Andrew Coulson lists 5 simple things you should be doing whilst you’re engaging the community to help you next time you are out and about.
So you have read the blogs about how to do community engagement, you researched the processes and attended training on the tools and techniques. You may even have been a good community engagement practitioner and written an engagement and communications plan to help those who are walking the journey with you take the right steps but now your there and doing it what can you do during the process, alongside the business stuff, that will help you the next time you have to engage the community.
Here are 5 simple things you should be doing whilst you’re actually engaging the community to help you next time you are out and about.
Keep Building Relationships
No brainer. Get to know your community better before, during and after a process. Learn who is who, what their interests are, what pushes their buttons, how do you start conversations with them, who are the key players, groups, influencers, who they shout for on a Saturday afternoon and what their wife/husband/dogs name is! Whilst you’re engaging on your current project don’t forget to take mental notes for next time as you never know when you’ll need to speak to them again or what it could be about.
Get the questions and the answers right
Whilst engaging, get to know your audience first before you set questions for them and be meaningful in all you ask of them. Know and be confident about the subject you are engaging on or at least have people with you that you can refer to when needed. Demographic questions have their place and don’t need to be included in everything you do and make sure the questions you ask have no ulterior motive. Keeping surveys short, open and interactive is more likely to get better responses than one with 20 mins of wordy questions and yes/no tick boxes. Next time you ask them to do it they will feel more at ease that it’s not going to sap the life out of them to take part.

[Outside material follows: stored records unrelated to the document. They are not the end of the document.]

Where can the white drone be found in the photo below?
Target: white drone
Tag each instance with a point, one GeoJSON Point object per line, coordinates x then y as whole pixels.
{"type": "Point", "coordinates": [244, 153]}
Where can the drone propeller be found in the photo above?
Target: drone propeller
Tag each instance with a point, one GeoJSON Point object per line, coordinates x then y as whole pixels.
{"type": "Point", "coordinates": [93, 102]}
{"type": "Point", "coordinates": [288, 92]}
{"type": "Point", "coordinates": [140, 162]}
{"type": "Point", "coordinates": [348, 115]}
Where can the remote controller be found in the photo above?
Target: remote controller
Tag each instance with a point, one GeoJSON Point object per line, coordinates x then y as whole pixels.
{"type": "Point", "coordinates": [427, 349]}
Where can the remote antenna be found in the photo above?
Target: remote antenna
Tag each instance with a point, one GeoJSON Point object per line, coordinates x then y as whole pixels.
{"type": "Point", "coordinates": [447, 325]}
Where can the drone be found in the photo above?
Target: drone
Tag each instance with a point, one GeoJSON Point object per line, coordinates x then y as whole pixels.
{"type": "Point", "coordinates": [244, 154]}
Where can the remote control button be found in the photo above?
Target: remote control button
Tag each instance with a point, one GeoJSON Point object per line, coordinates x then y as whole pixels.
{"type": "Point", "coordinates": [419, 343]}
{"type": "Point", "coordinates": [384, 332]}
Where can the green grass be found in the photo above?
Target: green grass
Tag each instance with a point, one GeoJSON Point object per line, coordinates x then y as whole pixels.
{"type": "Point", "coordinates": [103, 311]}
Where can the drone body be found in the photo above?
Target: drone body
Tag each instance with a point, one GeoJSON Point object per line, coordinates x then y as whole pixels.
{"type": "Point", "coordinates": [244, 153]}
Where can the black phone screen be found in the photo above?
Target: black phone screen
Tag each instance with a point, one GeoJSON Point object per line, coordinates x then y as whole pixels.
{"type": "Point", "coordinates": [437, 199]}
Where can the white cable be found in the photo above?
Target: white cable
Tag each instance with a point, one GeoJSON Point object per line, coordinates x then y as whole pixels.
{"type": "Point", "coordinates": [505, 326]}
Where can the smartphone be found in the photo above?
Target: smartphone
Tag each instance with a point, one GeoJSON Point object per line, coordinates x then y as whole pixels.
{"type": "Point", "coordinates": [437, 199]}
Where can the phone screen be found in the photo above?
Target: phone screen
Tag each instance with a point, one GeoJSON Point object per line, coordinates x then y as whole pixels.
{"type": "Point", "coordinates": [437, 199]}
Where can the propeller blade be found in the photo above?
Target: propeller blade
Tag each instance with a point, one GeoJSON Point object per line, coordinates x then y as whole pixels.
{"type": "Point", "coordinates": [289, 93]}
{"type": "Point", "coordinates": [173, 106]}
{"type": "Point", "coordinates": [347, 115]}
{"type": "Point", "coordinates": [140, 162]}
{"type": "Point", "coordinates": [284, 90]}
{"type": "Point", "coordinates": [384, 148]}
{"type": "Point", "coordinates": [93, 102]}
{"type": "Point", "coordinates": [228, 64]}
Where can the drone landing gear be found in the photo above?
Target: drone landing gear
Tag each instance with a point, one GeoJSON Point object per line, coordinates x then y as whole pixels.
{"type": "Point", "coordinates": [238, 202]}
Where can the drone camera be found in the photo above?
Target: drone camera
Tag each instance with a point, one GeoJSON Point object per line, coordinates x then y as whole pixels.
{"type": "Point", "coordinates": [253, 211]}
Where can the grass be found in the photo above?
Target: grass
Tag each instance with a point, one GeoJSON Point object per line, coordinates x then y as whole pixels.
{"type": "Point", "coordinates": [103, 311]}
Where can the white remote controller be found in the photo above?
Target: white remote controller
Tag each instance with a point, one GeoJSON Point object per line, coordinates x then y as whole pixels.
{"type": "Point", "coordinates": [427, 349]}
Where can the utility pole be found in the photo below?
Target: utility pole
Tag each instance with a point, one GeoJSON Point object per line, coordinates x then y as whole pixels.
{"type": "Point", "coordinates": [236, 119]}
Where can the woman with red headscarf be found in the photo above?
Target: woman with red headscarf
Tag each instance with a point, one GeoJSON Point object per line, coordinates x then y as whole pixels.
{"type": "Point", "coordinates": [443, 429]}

Go to them during the process
I find that whilst meetings in town halls have their place in community engagement actually meeting out in the community during a process is far more beneficial. It helps you build trust and promote transparency whilst also giving you the opportunity to visit sites you may be engaging about or asking the community to develop and offers the chance to walk and talk whilst looking at the issues that are being raised.
By meeting somewhere they already know or congregate you are more likely to get a better turnout as they may bring family and friends along with them. Whilst the process is running you might learn a certain community group meets at the local pub on a Tuesday night, don’t be afraid to arrange with them to drop in and use that opportunity if it fits your process. They’ll appreciate you coming to them. Also just because it’s not in your engagement plan it doesn’t hurt to pop out of the office and just check in with people during a process.
Whilst communication at the beginning and end of a process is often when it’s at its strongest and all happening due to robust planning, communication during the process needs to be as strong and at a level people are happy with. Once started actually ask people how they wish to be informed of the projects process and how they would like to participate in the future and then add this to your communications plan.
Don’t assume that everyone wants to receive a generic e-newsletter or that everyone is on Facebook to receive the project photo updates when all they want is a simple update poster in their community centre. Collecting this information will not only help during the current process but your communication with them if and when future opportunities arise.
Make the process comfortable
Having the ‘right’ refreshments available, in rooms they know and at times they can actually attend goes a long way to making the process more agreeable to the participant and more likely they will come back another time. Fun is also important, where possible inject interactivity, gamification and opportunities to make them smile so that the process leaves a good impression on them for the next one.